Selon Marc Uyttendaele, il y a parmi les valeurs belges la modestie qui « est légendaire » (p.139). Il poursuit : « Ici l'autoflagellation est un véritable sport national. Toujours, il faut rappeler les Belges à l'ordre et leur montrer qu'ils n'ont rien à envier aux grandes nations » (p.161). Cela mène au grand contresens final d'un livre qui aime à répéter le vers de Brel (« Avec un ciel si bas qu'il fait l'humilité »): «La Belgique avec sa rare capacité de concilier l'inconciliable, de faire primer la raison sur l'exaltation, de privilégier les réponses par rapport aux questions, de ne pas nier la dimension pacificatrice des compromis, et somme toute d'avoir fait de l'humilité un projet politique, peut être demain un modèle, en creux certes, pour les pays en conflit. En cassant la logique nationaliste, la Belgique est le laboratoire de l'Europe de demain. » (p.162), parce que n'ayant pas de nationalité, ce qui est sans cesse répété, martelé comme le mot « Roi » (à toutes les pages de la p. 17 à la p. 100). Nous reviendrons sur le mot « casser ».

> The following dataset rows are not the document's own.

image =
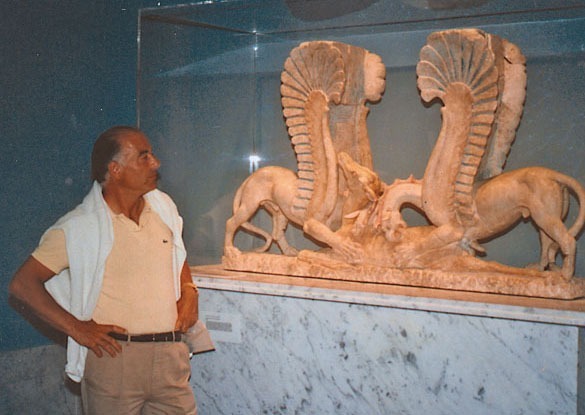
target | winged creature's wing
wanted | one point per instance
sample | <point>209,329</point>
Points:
<point>457,66</point>
<point>511,65</point>
<point>313,77</point>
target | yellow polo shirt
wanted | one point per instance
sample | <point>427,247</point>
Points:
<point>138,290</point>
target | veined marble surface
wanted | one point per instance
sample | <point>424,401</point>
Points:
<point>565,312</point>
<point>302,347</point>
<point>301,356</point>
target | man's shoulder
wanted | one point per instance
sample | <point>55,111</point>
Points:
<point>91,209</point>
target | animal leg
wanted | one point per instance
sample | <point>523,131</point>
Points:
<point>556,230</point>
<point>348,249</point>
<point>279,224</point>
<point>240,219</point>
<point>548,252</point>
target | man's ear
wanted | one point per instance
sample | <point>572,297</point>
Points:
<point>114,168</point>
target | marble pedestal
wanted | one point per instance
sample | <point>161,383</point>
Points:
<point>308,346</point>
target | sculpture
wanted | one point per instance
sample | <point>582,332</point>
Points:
<point>338,199</point>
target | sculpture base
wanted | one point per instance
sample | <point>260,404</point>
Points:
<point>482,276</point>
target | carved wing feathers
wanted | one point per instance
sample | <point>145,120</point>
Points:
<point>313,76</point>
<point>457,66</point>
<point>512,88</point>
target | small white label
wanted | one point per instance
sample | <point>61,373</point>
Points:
<point>223,327</point>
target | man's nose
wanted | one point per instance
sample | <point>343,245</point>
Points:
<point>154,162</point>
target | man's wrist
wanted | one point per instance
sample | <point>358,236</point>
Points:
<point>189,286</point>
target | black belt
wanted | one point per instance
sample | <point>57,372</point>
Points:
<point>170,336</point>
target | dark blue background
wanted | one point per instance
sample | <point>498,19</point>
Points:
<point>67,72</point>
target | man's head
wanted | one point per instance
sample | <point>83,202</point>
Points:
<point>107,148</point>
<point>123,156</point>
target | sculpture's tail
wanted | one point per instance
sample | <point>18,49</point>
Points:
<point>577,189</point>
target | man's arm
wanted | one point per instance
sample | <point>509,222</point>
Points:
<point>28,285</point>
<point>188,304</point>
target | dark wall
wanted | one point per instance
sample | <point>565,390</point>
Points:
<point>67,72</point>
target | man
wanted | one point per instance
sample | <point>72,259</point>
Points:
<point>112,275</point>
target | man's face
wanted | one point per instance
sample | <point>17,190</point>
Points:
<point>137,165</point>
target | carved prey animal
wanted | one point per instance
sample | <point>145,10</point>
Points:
<point>272,188</point>
<point>314,83</point>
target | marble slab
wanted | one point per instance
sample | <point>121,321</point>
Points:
<point>299,354</point>
<point>566,312</point>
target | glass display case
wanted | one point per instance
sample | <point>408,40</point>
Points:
<point>208,90</point>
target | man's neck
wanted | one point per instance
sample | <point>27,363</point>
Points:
<point>126,203</point>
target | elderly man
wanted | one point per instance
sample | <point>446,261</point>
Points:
<point>112,275</point>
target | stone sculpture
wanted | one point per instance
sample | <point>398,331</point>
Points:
<point>339,200</point>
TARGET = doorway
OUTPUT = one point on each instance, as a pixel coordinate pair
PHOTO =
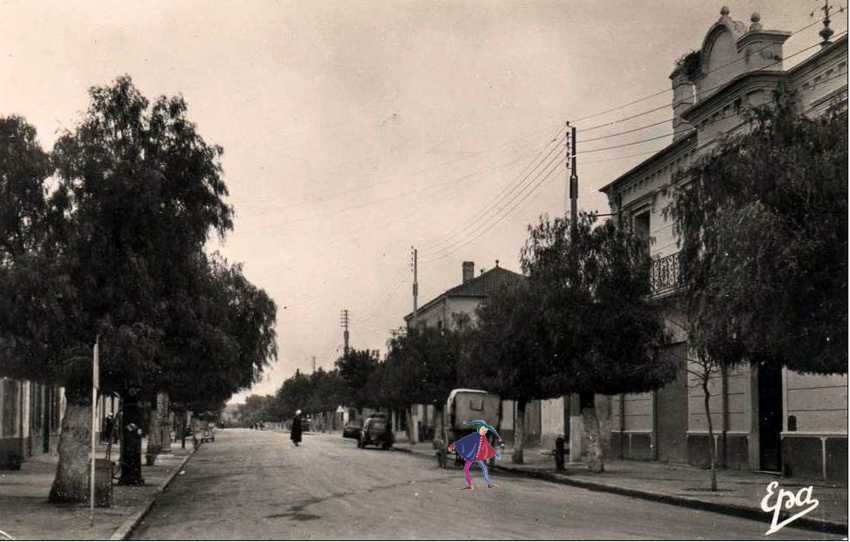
(770, 417)
(672, 410)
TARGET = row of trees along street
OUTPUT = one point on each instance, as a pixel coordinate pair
(105, 236)
(567, 329)
(762, 222)
(763, 229)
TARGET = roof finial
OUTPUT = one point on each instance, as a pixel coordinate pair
(755, 18)
(826, 32)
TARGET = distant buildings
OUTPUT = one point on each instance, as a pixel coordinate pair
(765, 419)
(30, 418)
(443, 312)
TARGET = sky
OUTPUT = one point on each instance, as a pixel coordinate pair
(356, 130)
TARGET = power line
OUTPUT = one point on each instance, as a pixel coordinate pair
(401, 195)
(553, 145)
(451, 250)
(632, 143)
(484, 221)
(799, 52)
(337, 194)
(626, 131)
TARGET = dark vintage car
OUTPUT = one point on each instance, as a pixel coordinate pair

Il s'agit d'une théorie totalitaire - intellectuellement ! - qui emprisonne, et dont la violence éclate lorsque la réalité de la société « Wallonie » comme celle de « Flandre » se manifestent. Il n'y a pas que le livre qui y fait penser. Marc Uyttendaele, dans les années 1980, à la veille de la conclusion malheureuse de l'affaire des Fourons, parlait justement aussi d'y « casser» les symboles. Ce qu'on a fait. Il faut se méfier d'un nationalisme belge prêt à « casser » ... On l'a vu lors de la publication du Manifeste pour la culture wallonne: la volonté de « casser » s'est transformée en haine. Ceux que l'on nomme, parfois à tort, « les belgicains », méritent ce qualificatif. Intolérance inconsciente certes, mais...


  1. 1. Marc Uyttendaele, La Belgique racontée à Noa, éd. Le grand miroir, Bruxelles, 2002.
  2. 2. Paul Dresse, Le complexe belge, Dessart, Bruxelles, 1945
  3. 3. La Belgique malgré tout n° spécial de La Revue de l'ULB, 1980.
  4. 4. Pirenne, Histoire de Belgique, TOME I, (Lamertin, BXL, 1948) p. XI à XVI, le terme « syncrétisme » s'y trouve, pas le mot « carrefour » mais l'idée.